Dyslipidemia is closely related to chronic inflammation and prothrombotic state. We found that dyslipidemia is a risk factor for aspirin resistance, which is consistent with other studies.[11],[19],[29],[30] In a study exploring platelet responsiveness to aspirin in patients with hyperlipidemia, nine of 13 (69%) patients with hyperlipidemia had poor responsiveness to aspirin. Significant correlations were seen between the degree of platelet aggregation and the levels of total cholesterol (r = 0.35, P = 0.009).[29] Recent studies have also implicated that the immunomodulatory dyad CD40/CD40L is also found on endothelial cells, smooth muscle cells, macrophages, T lymphocytes, and platelets in human atheroma. Both membrane-bound and soluble CD40L (sCD40L) interact with CD40 on vascular cells and result in inflammatory and prothrombotic responses.[31] In vitro, oxidized-LDL promotes expression of CD40 and CD40L in human vascular cells with atheroma.[32] In vivo, patients with hypercholesterolemia had increased levels of sCD40L, which was also positively correlated with in vivo platelet activation, as reflected by 11-dh thromboxane B2 and P-selectin.[31] Therefore, CD40L–CD40 interaction may play a vital role in the development of aspirin resistance in patients with hyperlipidemia. Whether drugs to treat dyslipidemia are effective for aspirin resistance need further studies.
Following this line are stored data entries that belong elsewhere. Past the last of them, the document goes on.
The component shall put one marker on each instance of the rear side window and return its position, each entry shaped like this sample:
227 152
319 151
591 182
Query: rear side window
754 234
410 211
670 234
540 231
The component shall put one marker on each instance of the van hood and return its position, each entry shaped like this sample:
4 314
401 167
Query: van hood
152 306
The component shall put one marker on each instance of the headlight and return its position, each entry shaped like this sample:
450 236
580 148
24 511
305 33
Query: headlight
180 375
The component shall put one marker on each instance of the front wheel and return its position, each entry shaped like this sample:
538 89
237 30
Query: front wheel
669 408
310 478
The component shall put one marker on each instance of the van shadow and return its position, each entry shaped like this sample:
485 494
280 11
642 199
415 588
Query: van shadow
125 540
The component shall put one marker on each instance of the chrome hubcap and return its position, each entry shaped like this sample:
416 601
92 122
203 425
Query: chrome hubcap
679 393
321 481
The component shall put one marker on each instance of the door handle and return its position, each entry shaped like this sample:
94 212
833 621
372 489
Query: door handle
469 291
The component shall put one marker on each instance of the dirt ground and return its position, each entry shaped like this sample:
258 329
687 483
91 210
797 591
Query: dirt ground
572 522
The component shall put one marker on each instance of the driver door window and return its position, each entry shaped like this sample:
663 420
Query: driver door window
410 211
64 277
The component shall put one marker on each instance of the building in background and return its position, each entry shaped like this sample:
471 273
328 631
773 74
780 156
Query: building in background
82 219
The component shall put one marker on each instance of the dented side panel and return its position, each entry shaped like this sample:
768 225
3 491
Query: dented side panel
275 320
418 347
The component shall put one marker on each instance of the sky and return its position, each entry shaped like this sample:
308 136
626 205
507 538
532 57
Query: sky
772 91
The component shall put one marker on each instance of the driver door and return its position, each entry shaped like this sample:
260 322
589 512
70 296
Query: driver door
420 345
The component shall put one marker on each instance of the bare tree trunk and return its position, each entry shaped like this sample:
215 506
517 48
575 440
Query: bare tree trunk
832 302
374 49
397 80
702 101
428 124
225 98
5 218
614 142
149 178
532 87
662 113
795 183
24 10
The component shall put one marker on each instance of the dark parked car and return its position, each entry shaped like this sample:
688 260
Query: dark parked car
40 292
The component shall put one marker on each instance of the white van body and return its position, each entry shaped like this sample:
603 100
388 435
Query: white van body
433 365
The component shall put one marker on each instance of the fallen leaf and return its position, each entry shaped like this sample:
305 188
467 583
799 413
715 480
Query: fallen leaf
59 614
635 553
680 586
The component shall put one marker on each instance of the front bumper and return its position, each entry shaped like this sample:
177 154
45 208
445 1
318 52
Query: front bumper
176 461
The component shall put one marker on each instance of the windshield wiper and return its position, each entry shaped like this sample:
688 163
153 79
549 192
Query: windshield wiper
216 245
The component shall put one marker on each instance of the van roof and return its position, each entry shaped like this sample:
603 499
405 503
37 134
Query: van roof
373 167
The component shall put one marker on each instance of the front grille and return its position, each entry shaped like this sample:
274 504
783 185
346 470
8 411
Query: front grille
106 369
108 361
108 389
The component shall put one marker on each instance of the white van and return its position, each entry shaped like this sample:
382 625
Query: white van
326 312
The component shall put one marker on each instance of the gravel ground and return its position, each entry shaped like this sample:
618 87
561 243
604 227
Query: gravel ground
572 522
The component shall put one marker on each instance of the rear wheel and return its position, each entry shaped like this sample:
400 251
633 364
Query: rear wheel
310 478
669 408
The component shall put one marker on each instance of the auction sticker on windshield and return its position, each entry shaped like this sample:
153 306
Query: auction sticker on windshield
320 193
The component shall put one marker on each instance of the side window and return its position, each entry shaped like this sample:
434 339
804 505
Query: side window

DiMinno, et al.,[33] found that dosing schedules for aspirin that may suffice in normal circumstances are not effective in patients with diabetic angiopathy. This phenomenon may be due to a high rate of new platelets in the circulation in these patients. Many later studies have also demonstrated the close relationship between elevated serum glucose and aspirin resistance, which is consistent with our results. A correlation analysis showed that aspirin resistance was positively associated with fasting serum glucose levels (r = 0.224, P < 0.001) and hemoglobin A1c (HbA1c) levels (r = 0.297, P < 0.0001), which indicates that glycemic control influences aspirin resistance in patients with diabetes.[21] In patients with diabetes, there is a significant correlation between TXB2 production and fasting serum glucose and HbA1c. This association suggests that hyperglycemia is a determinant of the reduced sensitivity to aspirin in diabetes.[34] According to our study, high BMI also increased the risk of aspirin resistance. The positive correlation between BMI and aspirin resistance (r = 0.190, P < 0.01) has also been shown in another study.[21] One possibility is attributed to the increase in leptin in patients with obesity, which induces hypercoagulability. Another reason is the low concentration of drug distribution. Many later studies have also demonstrated the close relationship between elevated serum glucose and aspirin resistance, which is consistent with our results.

We also examined an independent group of people involving 310 cases with chronic, stable coronary heart disease in a Beijing hospital to evaluate our predictive model. The model showed good calibration and discriminative power in which the HL test P > 0.05 and AUC > 0.70. Ac-cording to the inclusion and exclusion criteria, this predictive model was applicable to cases with chronic, stable coronary heart disease and receiving oral aspirin medication.